A reader who wishes to remain anonymous (you’ll see why shortly) is concerned about his curious kin. He writes:
Over the upcoming holidays, members of my extended family will be sharing my Mac to check their email and surf the web. I have some files that I’d like to keep hidden from them. I’m particularly concerned that some of these files will appear in Spotlight. Is there any way to hide them?
I can recommend a few options.
The first is to force them to use your Mac’s Guest account. To ensure that it’s an option when your Mac starts up, launch System Preferences, select Users & Groups, click the Lock icon and enter your username and password to unlock the preferences, select Guest User, and enable the Allow guests to log in to this computer option. Additionally, click on Login Options and be sure that Automatic Login is off. If you then log out of your account, the login screen will display at least two accounts—yours and the Guest User account. To use your Mac your relations will choose that Guest User account and then do their business via Safari and webmail services.
If, for reasons best known to you, you want to let them use your account you can keep these files on another volume. If you don’t have a lot of sensitive files you could copy them to a USB flash drive, delete them from your Mac’s hard drive, and then tuck away that flash drive until the in-laws leave. At that point, copy them back on to your Mac.

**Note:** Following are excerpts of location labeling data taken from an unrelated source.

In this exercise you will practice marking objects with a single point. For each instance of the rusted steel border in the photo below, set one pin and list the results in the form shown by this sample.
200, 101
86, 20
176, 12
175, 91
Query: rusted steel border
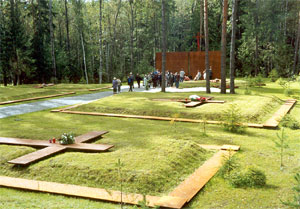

Or you could password protect those files by placing them in a folder and then creating an encrypted disk image of that folder— a process I described a few years ago in this very column.
If you’re specifically worried about your files appearing in Spotlight, just gather them together into a folder, launch System Preferences, select Spotlight, click the Privacy tab, and drag the folder into the Spotlight window. This prevents Spotlight from searching the folder.
There’s one problem with this solution, however. If your precocious niece is familiar with the workings of the Mac OS (and frankly, what precocious niece isn’t?) all she need do is launch that same preference, click the Privacy tab, and take a gander at what you’ve chosen to hide (the little sneak!).
Fortunately, you can thwart her. Just create a folder for the files you wish Spotlight (and your niece) to keep its nose out of and append .noindex to its name (My Secrets.noindex, for example). This tells Spotlight to exclude the folder and its contents from searches. And, best of all, any folders with this extension will not appear in Spotlight’s Privacy tab.